A Guide to Being Lazy in Cape Town – Part 1
You’ve made it to Cape Town. You’re filled with excitement as you gaze from the mountains to the sea and then back again. You can’t wait to explore. Unfortunately, if you ask any Capetonian about what exciting things there are for you to do in their lovely city, you’re definitely going to be met with responses containing words such as ‘hike’, ‘climb’, ‘nature trail’ or ‘run’. Now, if you’re anything like me, these words fill you with a creeping sense of dread as you dredge up deeply buried memories of the one time you were persuaded to hike up Lion’s Head. We don’t talk about that day. Ever.
In order to save you from any situation which may or may not result in you being the world’s first height-fearing tomato nearly dying upon a mountain, I have kindly compiled a list of things to do in Cape Town that won’t drain your precious energy reserves.

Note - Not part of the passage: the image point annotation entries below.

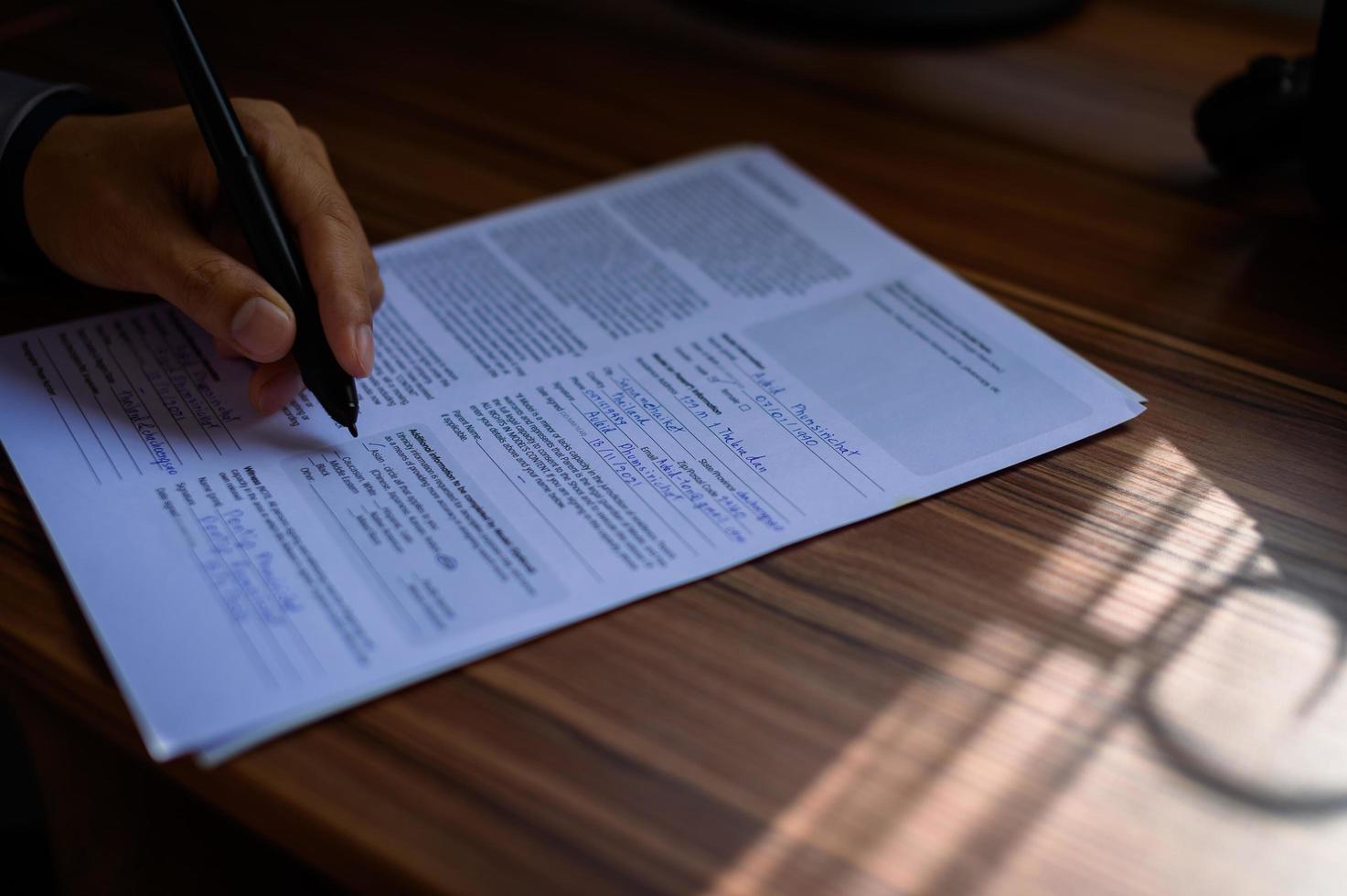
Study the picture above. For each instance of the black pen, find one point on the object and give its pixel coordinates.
(271, 240)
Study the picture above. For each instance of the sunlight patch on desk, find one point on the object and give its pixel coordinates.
(1019, 760)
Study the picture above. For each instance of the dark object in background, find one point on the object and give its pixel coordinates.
(1278, 112)
(908, 20)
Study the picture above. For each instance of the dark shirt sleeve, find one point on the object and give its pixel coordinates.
(27, 110)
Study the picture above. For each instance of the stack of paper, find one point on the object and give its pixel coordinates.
(577, 403)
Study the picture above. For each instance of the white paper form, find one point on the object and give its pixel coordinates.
(575, 404)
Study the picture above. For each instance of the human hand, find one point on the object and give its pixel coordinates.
(133, 202)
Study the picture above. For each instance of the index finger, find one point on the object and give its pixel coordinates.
(330, 238)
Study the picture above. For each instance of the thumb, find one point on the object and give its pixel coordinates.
(224, 295)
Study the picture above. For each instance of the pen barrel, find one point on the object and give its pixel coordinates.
(278, 259)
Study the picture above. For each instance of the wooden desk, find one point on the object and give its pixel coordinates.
(1111, 670)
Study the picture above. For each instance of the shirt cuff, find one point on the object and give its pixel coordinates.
(26, 120)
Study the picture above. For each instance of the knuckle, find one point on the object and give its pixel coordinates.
(332, 212)
(201, 279)
(270, 111)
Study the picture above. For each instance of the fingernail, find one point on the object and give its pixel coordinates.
(365, 347)
(262, 329)
(279, 391)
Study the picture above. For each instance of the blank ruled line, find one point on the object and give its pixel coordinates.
(79, 407)
(74, 440)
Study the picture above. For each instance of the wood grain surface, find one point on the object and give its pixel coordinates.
(1111, 670)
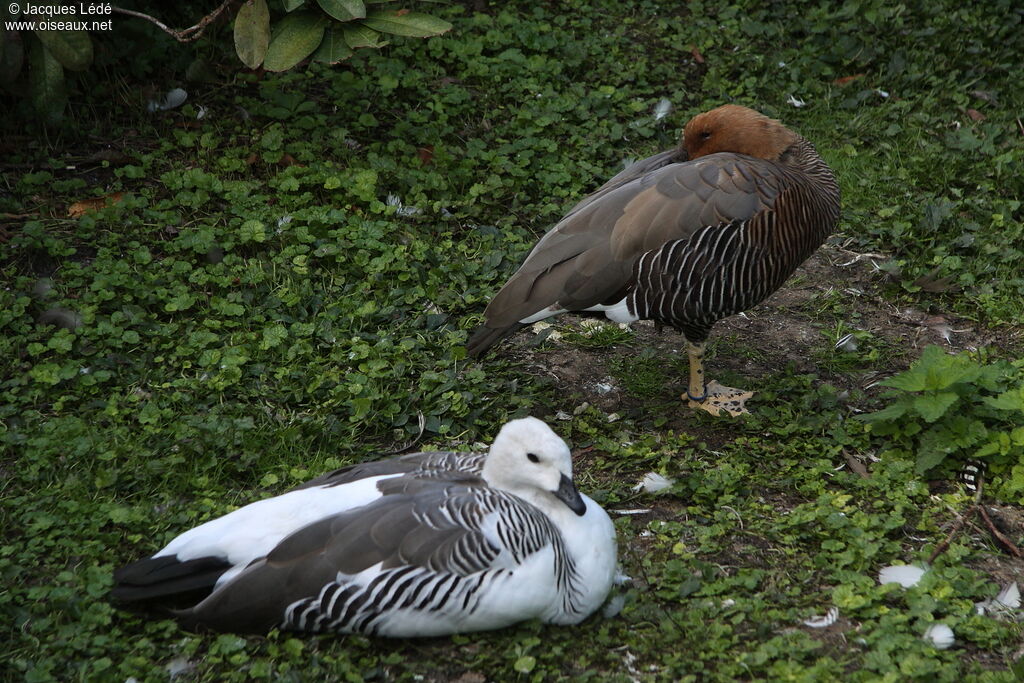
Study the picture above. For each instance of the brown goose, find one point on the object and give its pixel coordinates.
(684, 238)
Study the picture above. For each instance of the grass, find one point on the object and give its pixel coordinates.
(254, 311)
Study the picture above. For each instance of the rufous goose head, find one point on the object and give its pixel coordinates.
(529, 460)
(736, 129)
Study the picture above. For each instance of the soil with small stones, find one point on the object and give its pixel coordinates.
(794, 330)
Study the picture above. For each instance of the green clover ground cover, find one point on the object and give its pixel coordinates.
(286, 286)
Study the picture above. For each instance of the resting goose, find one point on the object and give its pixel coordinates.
(684, 238)
(422, 545)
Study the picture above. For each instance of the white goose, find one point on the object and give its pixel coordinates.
(422, 545)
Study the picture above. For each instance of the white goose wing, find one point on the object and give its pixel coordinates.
(429, 557)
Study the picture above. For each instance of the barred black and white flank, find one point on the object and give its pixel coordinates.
(684, 238)
(421, 545)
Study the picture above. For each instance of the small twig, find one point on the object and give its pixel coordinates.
(1008, 544)
(184, 35)
(941, 548)
(856, 465)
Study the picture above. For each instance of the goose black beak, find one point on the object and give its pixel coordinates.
(568, 495)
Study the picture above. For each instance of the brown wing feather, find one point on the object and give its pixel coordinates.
(587, 259)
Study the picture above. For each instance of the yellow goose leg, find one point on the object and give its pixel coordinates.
(712, 396)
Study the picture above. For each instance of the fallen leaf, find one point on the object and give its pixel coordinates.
(79, 209)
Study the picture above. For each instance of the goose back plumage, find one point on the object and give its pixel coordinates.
(431, 545)
(735, 223)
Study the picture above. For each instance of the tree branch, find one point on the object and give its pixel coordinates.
(184, 35)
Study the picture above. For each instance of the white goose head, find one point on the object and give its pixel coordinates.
(529, 460)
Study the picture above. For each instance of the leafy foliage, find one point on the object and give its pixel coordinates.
(286, 285)
(953, 408)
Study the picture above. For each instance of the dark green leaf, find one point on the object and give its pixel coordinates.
(11, 55)
(295, 37)
(252, 33)
(333, 48)
(48, 93)
(401, 23)
(357, 35)
(344, 10)
(934, 406)
(72, 48)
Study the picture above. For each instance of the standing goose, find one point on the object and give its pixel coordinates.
(422, 545)
(684, 238)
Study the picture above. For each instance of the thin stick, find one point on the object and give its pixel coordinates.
(941, 548)
(184, 35)
(998, 535)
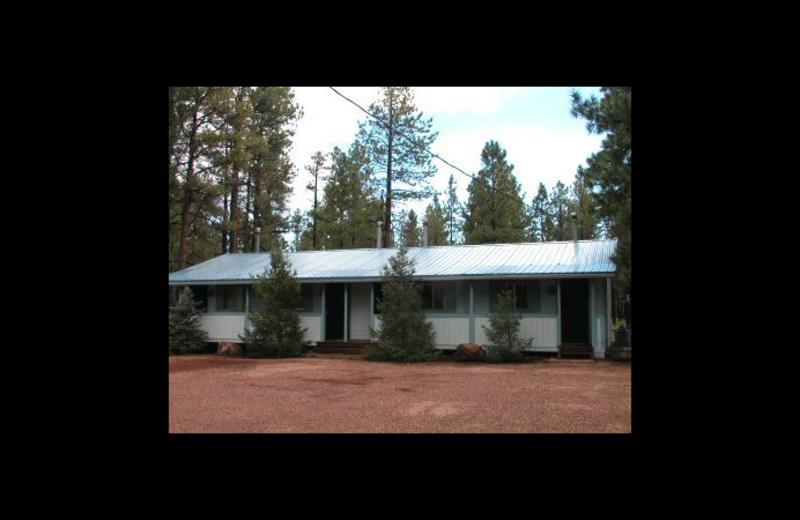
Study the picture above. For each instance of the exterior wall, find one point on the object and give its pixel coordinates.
(227, 327)
(451, 328)
(450, 331)
(360, 310)
(314, 327)
(541, 328)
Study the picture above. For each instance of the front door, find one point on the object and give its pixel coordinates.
(575, 311)
(334, 311)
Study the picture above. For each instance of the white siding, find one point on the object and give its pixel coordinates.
(223, 327)
(549, 297)
(450, 331)
(599, 296)
(360, 306)
(541, 329)
(314, 326)
(481, 297)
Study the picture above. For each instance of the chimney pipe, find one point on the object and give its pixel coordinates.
(574, 226)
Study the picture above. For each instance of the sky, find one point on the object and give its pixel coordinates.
(543, 141)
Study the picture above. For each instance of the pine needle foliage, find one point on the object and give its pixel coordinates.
(185, 334)
(405, 334)
(277, 330)
(505, 344)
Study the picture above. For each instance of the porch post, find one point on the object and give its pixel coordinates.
(371, 305)
(608, 312)
(558, 312)
(346, 309)
(471, 313)
(246, 306)
(322, 331)
(592, 328)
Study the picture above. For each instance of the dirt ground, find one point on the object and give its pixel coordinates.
(322, 395)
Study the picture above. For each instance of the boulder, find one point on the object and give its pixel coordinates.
(469, 351)
(226, 348)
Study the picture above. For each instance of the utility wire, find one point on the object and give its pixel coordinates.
(385, 125)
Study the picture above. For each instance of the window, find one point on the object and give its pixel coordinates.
(526, 294)
(230, 298)
(309, 296)
(255, 300)
(439, 297)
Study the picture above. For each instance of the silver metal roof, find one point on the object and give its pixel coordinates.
(525, 260)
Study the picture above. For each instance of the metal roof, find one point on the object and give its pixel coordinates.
(523, 260)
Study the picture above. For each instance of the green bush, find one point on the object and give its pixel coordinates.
(505, 345)
(185, 334)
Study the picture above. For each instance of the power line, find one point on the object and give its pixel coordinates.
(385, 125)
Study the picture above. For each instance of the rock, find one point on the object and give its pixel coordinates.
(226, 348)
(469, 351)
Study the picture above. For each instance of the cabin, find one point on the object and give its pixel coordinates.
(562, 293)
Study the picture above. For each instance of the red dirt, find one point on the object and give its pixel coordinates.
(305, 395)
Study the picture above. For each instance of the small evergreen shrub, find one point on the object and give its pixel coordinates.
(185, 334)
(277, 330)
(505, 345)
(405, 334)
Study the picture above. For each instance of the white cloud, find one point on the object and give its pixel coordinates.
(476, 100)
(538, 154)
(328, 120)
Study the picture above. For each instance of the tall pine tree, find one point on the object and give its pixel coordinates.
(346, 218)
(495, 211)
(411, 235)
(609, 170)
(453, 211)
(434, 216)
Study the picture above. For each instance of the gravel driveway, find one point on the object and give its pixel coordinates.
(318, 395)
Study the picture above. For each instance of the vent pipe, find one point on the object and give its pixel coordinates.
(574, 226)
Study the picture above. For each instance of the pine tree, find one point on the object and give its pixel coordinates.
(185, 333)
(609, 171)
(404, 334)
(543, 229)
(411, 235)
(582, 204)
(434, 216)
(495, 212)
(396, 140)
(347, 215)
(277, 330)
(560, 205)
(505, 345)
(317, 162)
(453, 210)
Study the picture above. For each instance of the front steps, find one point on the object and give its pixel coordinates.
(356, 347)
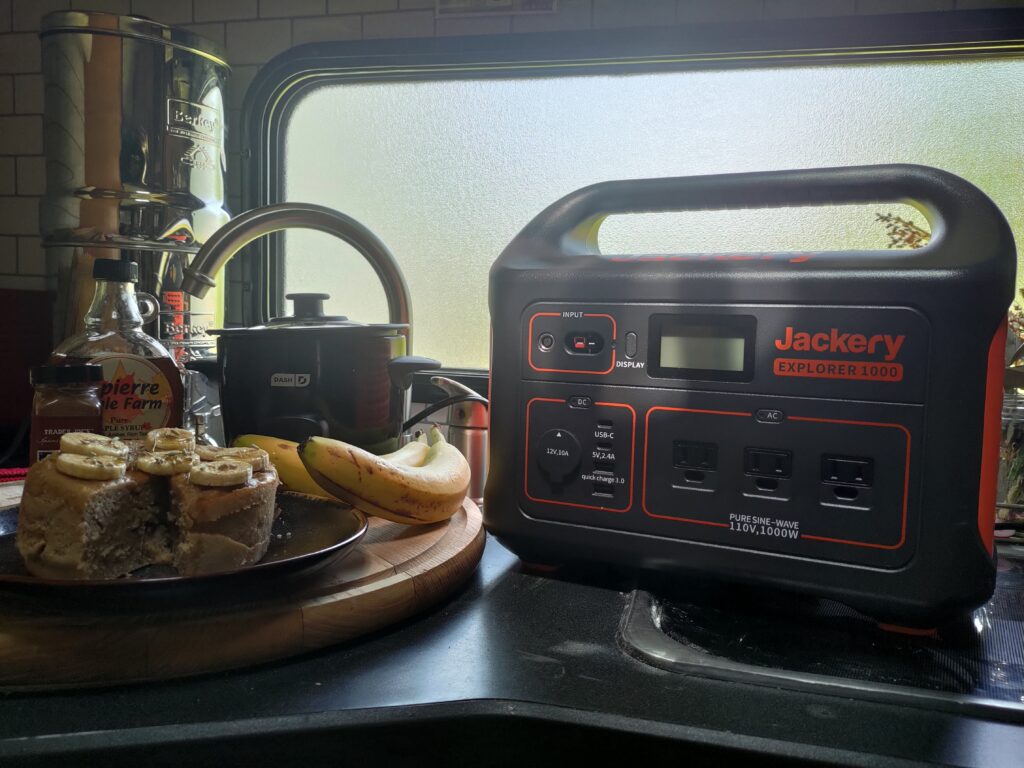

So, you’re at the coast. It’s summer. You’re obliged to put your toes in the sea, to feel the sand beneath your feet. After all, you’re probably coming from Joburg or Pretoria and the closest thing we have to a beach is Sun City in all its chlorinated glory. Luckily Cape Town has a seemingly unlimited number of beaches which can cater to your every beachy need (some even come equipped with actual penguins). The best part of going to the beach, being a lazy person and all, is the fact that you can lie around and do nothing for hours and no one blinks an eye. In fact, it’s actually encouraged. If you can overlook the fact that no matter what you do, you’re going to end up with at least 11KGS of sand in your costume bottoms and the possibility of getting hypothermia if you swim (unless you’re from Joburg and you’re completely dedicated to the swimming cause) then the beach really is the place for you.
Watching overzealous surfers do things in the waves from the comfort of your towel, under your rented umbrella, sipping an ice-cold coke which you bought from the nice man who came running with a cooler box at the slightest glance in his general direction.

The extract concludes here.